# Creating semi-deterministic AI Process

Frends supports embedding AI reasoning directly into your integration Processes using the Intelligent AI Connector shape. Unlike a fully autonomous AI agent that can freely decide its own next steps, a semi-deterministic approach keeps the overall Process structure fixed and predictable — the BPMN flow, the number of steps, and the branching conditions are all defined by you. The AI's role is limited to reasoning within each step, producing structured output that the rest of the Process acts upon. This gives you the benefits of natural language reasoning without sacrificing auditability, consistency, or control.

This guide walks you through designing a Process that receives an incoming support ticket, uses an AI step to categorize it, and then routes it to the correct downstream system or team based on that categorization.
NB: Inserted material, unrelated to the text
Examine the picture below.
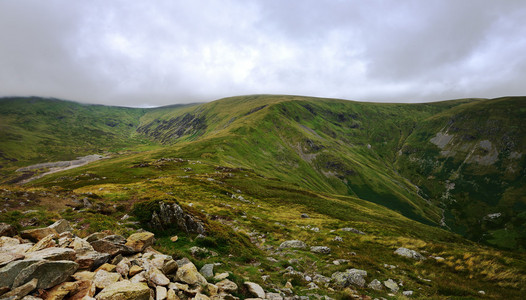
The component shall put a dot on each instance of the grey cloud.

## Step by Step Tutorial Available

If you prefer more visual or interactive guidance on how to create semi-deterministic Processes in Frends, you can find a step-by-step walkthrough from your own environment's home page, under Onboarding by selecting **tutorial path 6: Including AI in my Processes**.

## Prerequisites

Before following this guide, make sure you have access to a Frends Tenant with the AI Toolbox enabled and a configured AI service connection (either Frends AI, Azure AI Inference, or an Ollama instance).&#x20;

You should also be comfortable with the basics of the Frends Process editor, including adding shapes and connecting them with Sequence flows. Some familiarity with C# expressions is useful for writing gateway conditions.

## Designing the Process Flow

The overall structure of this Process is intentionally simple: a Trigger receives the ticket data, an AI step categorizes it, and an Inclusive Decision shape routes the execution to the right path. Keeping the flow deterministic everywhere except inside the AI step is what makes this pattern reliable and easy to reason about.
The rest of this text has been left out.